When we came across today’s Cartier Jump Hour Yellow Gold Replica Watch , we were really blown away.  It is a Cartier from the 1930s, and it is a Jumping Hour watch.  Many people call the original Jumping Hour watches the first “digital” watches.  In fact, we even showed you an old Certina “digital” from 1936 that the brand themselves claim to be the very first in existence.  The only problem with that is, this Cartier Jump Hour is circa 1931, a good half-decade before the Certina was released (uh oh Swatch, what do you have to say about that??).

We have featured a wandering hour watch and even a crazy, crazy hours watch, but one of the most common non-traditional configurations for a watch is the jumping hour (here is a great modern jumping hour from Perrelet).  They still are not that common, and vintage Cartiers that peak our interest aren’t that common either.

So this Cartier may or may not be the very first Jump hour (blanket statements, especially in horology, are very difficult to validate), but that is not the reason we were so drawn to it.  The inscription on the back of thie Cartier Jump Hour Replica Watch really pulls at you.  It reads “RLDM” in the middle of a square made whose sides are made up of four middle eastern cities: Jerusalem, Beirut, Damascus, and Petra.

The first three cities most of you are familiar with, while Petra we bet we can give you a few hints and you’ll be right there with us.  Hint #1: It’s in Jordan. Hint #2: Sean Connery almost died there. Hint #3: Click here

Yes that’s right, Petra is probably best known to most of us as the location of the final scene of Indiana Jones and the Last Crusade.  But what was Petra like in the 1930s?  And what was Jerusalem, Beirut, and Damascas like in the 1930s for that matter?  It really makes you wonder who/what “RLDM” was and why these four cities were significant.

Another interesting point of this watch is that it was produced during the time that Cartier had an alliance with Edmond Jaeger (or Jaeger-LeCoultre) and this watch’s movement is signed “The European Watch and Clock Company”, which was the name for that Cartier-only branch of JLC movements.  The clasp, however, is signed “EJ” for Edmond Jaeger.

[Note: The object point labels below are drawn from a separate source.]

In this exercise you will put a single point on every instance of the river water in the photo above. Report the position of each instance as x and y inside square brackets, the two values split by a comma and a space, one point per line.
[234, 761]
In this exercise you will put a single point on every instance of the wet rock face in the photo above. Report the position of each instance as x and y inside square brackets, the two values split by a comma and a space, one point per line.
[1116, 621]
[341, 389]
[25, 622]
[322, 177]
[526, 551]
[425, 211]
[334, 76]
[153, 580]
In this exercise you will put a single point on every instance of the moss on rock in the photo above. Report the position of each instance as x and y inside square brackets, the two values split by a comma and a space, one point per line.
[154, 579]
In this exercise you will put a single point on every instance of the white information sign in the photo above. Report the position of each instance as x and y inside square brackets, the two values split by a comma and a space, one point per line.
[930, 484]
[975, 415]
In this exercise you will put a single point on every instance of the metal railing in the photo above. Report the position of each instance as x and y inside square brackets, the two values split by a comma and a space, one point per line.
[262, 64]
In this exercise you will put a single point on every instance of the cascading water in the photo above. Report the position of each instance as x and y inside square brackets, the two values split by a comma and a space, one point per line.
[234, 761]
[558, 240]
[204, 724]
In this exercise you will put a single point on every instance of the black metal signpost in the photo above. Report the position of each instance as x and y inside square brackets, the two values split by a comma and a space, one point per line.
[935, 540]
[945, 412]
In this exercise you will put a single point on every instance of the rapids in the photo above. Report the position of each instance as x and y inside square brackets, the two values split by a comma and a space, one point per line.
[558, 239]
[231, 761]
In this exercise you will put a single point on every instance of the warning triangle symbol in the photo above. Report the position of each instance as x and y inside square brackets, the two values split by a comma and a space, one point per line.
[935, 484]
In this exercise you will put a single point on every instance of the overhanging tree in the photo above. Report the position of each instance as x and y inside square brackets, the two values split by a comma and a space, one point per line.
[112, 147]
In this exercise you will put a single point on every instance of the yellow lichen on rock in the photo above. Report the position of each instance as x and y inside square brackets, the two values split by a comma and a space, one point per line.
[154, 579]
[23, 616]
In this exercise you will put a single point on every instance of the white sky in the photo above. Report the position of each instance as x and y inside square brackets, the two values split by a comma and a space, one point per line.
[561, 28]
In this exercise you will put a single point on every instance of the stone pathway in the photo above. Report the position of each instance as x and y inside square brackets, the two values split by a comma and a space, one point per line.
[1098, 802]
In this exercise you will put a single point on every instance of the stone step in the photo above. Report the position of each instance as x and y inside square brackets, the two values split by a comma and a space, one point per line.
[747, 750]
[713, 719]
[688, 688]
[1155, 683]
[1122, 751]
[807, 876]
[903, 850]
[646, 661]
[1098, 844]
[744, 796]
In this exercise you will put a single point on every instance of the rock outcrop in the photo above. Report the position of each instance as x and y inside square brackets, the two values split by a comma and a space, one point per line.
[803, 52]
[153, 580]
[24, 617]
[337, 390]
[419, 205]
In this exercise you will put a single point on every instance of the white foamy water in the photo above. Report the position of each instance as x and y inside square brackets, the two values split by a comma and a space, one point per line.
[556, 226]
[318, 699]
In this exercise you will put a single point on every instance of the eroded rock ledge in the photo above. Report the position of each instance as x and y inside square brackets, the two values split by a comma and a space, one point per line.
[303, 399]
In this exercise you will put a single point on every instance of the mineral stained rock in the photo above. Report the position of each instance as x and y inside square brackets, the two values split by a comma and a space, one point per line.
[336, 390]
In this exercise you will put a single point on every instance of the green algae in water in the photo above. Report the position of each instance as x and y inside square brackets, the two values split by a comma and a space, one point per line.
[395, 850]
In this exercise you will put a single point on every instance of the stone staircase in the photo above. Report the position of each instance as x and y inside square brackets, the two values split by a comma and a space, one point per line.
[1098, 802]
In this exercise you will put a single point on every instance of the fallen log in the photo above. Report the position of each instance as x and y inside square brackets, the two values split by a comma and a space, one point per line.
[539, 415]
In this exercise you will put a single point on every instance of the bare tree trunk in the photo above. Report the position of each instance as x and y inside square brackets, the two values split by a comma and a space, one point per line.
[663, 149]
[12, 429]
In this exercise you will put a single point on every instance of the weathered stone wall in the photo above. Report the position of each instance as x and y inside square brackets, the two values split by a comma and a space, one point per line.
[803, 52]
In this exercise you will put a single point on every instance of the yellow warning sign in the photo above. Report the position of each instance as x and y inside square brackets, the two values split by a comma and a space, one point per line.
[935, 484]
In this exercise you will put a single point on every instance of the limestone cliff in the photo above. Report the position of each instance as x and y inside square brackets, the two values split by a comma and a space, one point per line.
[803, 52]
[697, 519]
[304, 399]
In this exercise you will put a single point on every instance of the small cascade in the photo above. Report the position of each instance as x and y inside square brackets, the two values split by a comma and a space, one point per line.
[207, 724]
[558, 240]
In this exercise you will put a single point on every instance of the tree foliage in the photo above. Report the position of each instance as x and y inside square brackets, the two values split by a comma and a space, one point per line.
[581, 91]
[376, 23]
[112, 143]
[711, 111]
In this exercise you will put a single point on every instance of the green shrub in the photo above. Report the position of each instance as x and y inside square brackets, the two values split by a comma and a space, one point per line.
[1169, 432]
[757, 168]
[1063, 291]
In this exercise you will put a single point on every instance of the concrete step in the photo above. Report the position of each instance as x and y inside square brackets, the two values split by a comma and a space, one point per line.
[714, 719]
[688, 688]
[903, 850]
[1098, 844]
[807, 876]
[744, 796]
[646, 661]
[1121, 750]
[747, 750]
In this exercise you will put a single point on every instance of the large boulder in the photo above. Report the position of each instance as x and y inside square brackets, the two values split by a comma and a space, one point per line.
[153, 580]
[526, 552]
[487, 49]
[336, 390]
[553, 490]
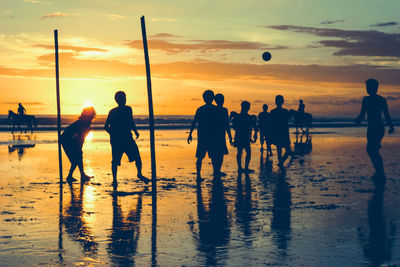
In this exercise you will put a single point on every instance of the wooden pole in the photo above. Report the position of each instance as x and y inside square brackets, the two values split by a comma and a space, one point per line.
[151, 115]
[58, 107]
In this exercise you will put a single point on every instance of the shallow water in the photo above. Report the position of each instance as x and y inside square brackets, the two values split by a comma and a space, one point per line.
[323, 212]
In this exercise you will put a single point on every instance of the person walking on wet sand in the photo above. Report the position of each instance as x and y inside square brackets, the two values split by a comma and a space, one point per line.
[280, 120]
[72, 140]
[119, 125]
[205, 118]
[374, 105]
[264, 126]
[223, 128]
[244, 124]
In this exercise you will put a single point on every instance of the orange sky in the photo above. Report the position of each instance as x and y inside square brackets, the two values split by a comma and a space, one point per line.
[321, 52]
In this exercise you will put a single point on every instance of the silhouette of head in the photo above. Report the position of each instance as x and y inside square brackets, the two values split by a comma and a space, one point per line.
[219, 99]
[245, 106]
[279, 100]
[208, 96]
[372, 86]
[120, 98]
[88, 114]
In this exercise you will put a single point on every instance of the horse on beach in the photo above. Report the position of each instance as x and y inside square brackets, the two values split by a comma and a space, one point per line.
[301, 120]
[19, 120]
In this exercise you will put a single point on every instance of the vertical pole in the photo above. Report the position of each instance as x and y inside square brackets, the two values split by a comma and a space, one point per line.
[151, 115]
[152, 148]
[58, 108]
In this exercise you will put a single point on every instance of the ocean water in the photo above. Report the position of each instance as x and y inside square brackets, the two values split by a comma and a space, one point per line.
[324, 212]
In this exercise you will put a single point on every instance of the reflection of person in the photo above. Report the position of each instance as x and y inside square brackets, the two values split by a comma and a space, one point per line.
[280, 121]
[244, 124]
[374, 105]
[125, 233]
[119, 125]
[223, 128]
[72, 140]
[264, 126]
[21, 110]
[205, 118]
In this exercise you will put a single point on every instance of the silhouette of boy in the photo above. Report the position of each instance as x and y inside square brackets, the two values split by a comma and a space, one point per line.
[119, 125]
[21, 110]
[280, 121]
[223, 127]
[264, 126]
[244, 124]
[205, 118]
[72, 140]
[374, 105]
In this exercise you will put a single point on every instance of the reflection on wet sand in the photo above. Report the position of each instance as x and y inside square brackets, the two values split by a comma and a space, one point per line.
[76, 222]
[244, 207]
[213, 233]
[378, 245]
[125, 232]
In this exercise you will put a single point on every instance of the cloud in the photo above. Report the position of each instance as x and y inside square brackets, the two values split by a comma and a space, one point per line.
[71, 48]
[58, 15]
[163, 20]
[385, 24]
[115, 17]
[332, 21]
[352, 43]
[164, 35]
[202, 45]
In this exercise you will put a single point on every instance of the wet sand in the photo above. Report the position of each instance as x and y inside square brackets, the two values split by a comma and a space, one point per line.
[324, 212]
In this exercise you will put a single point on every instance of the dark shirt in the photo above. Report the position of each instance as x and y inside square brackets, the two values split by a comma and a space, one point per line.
[75, 133]
[120, 123]
[243, 124]
[374, 105]
[280, 121]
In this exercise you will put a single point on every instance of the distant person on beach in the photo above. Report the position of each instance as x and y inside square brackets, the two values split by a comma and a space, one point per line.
[223, 128]
[21, 110]
[264, 127]
[280, 120]
[301, 106]
[374, 105]
[244, 124]
[206, 118]
[72, 140]
[120, 124]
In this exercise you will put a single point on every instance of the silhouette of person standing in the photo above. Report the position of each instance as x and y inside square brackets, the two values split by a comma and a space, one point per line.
[374, 105]
[206, 117]
[119, 125]
[223, 127]
[21, 110]
[244, 124]
[280, 121]
[72, 140]
[264, 126]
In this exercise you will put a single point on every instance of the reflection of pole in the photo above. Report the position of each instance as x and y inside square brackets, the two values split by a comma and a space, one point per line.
[58, 106]
[152, 147]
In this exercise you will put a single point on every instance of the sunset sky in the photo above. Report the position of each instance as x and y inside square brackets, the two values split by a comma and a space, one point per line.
[322, 51]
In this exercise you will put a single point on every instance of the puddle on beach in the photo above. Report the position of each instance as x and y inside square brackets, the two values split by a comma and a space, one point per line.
[323, 212]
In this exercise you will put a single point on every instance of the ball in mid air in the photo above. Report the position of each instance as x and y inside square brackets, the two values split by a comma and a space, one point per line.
[267, 56]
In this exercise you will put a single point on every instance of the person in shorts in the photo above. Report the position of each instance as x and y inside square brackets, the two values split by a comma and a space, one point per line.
[72, 140]
[119, 125]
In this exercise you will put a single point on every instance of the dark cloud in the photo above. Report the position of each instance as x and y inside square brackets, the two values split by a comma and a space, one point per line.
[352, 43]
[332, 21]
[200, 45]
[385, 24]
[72, 48]
[164, 35]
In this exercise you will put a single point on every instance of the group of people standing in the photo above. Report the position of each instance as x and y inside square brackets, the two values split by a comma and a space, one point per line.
[213, 124]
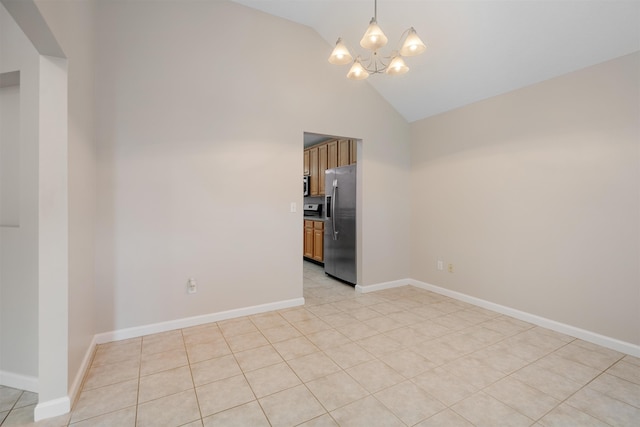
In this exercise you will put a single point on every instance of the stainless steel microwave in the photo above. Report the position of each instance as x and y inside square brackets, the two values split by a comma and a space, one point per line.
[305, 181]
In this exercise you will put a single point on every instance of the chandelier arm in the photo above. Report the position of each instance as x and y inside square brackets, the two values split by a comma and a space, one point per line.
[402, 36]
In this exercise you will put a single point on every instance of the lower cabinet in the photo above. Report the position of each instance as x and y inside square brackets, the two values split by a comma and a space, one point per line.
[313, 247]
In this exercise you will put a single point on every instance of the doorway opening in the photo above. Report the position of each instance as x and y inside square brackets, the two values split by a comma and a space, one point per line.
[330, 236]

This watch is supremely interesting, from the jumping hour mechanism to the alluring inscription the JLC-made movement, it’s a shame that it was already sold back in 2008 at a Christies’ auction for $29,000.

That said, you never know if and when a watch like this will come up again for sale, and it just might.  If it does, you can be sure we’ll let you know about it.